ERBAKAN HEM DİRENDİ HEM DİRENMEDİ

28 Şubat'ta Erbakan hem direndi hem direnmedi. 28 Şubat'tan hemen sonraki Bakanlar Kurulu toplantısında Erbakan bakanlara MGK toplantısını anlatıyor ve savunuyor MGK'da alınan kararları. 'Hükümetimize karşı yayınlanmadı, biz de katılıyoruz alınan kararlara' mealinde şeyler söylüyor. MGK kararlarını imzalamadım dedi ancak ilk kez o belge yayınlandı, imzaladığı görülüyor. 'Ben onun son sayfasını imzaladım' gibi şeyler söyledi daha sonra.

ÇETİN DOĞAN 'SİLAHLA DEĞİŞTİRİRİZ' DEDİ

28 Şubat'tan üç buçuk ay sonra hükümet değişti, o kadar da sürdü. DYP'de istifalar oldu, brifingler gerçekleşti, korkutmacalar oldu, 'Darbe yaparız, geliyoruz ha' dediler. 10 Haziran 1997 günü verilen bir brifingde 'Gerekirse bu hükümeti silahla değiştiririz' diye bir laf çıktı Genelkurmay'ın ağzından. Bunu söyleyen de yanlış hatırlamıyorsam o zamanin Harekat Başkanı Korgeneral Çetin Doğan'dı.
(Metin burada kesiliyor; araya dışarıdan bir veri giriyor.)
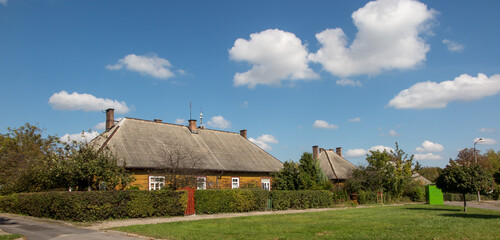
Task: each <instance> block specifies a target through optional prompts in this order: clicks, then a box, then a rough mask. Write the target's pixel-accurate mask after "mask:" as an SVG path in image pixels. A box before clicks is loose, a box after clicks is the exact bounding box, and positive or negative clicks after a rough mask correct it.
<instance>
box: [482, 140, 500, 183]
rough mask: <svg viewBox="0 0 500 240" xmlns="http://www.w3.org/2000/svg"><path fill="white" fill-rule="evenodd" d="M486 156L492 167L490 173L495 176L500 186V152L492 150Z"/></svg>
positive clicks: (496, 179)
mask: <svg viewBox="0 0 500 240" xmlns="http://www.w3.org/2000/svg"><path fill="white" fill-rule="evenodd" d="M485 155H486V158H487V159H488V162H489V163H490V166H491V168H490V169H488V171H489V172H490V173H491V174H493V175H494V176H495V181H496V183H497V184H500V151H498V152H495V151H494V150H493V149H490V150H488V151H487V152H486V154H485Z"/></svg>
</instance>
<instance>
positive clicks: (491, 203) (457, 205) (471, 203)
mask: <svg viewBox="0 0 500 240" xmlns="http://www.w3.org/2000/svg"><path fill="white" fill-rule="evenodd" d="M444 204H446V205H452V206H461V207H463V206H464V202H444ZM467 207H468V208H469V207H475V208H484V209H490V210H497V211H500V201H490V200H487V201H480V202H478V201H467Z"/></svg>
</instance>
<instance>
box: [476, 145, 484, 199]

ÖZKASNAK NEŞELİ BİR SESLE 'GÖRDÜNÜZ MÜ?' DEDİ

1 Mart sabahı ne olup bittiğini anlamaya çalışıyoruz ve ben de Genelkurmay Sekreteri Tümgeneral Erol Özkasnak'ı aradım. Biraz geç de olsa döndü bana ve çok keyifli bir sesle şöyle dedi: 'Gördünüz mü İsmet Bey 21. yüzyılın ordusu yaptı mı nasıl yapıyor? Eski usül darbe filan kalmadı artık, biz post-modern dönemin ordusuyuz.' Post-modern darbe lafının kaynağı odur. Dönemin Genelkurmay 2. Başkanı Çevik Bir'in de bazı gazetecilere 'Yaptığımız post-modern darbedir' diye konuştuğunu biliyoruz. Müellifi onlar, bizler değiliz yani."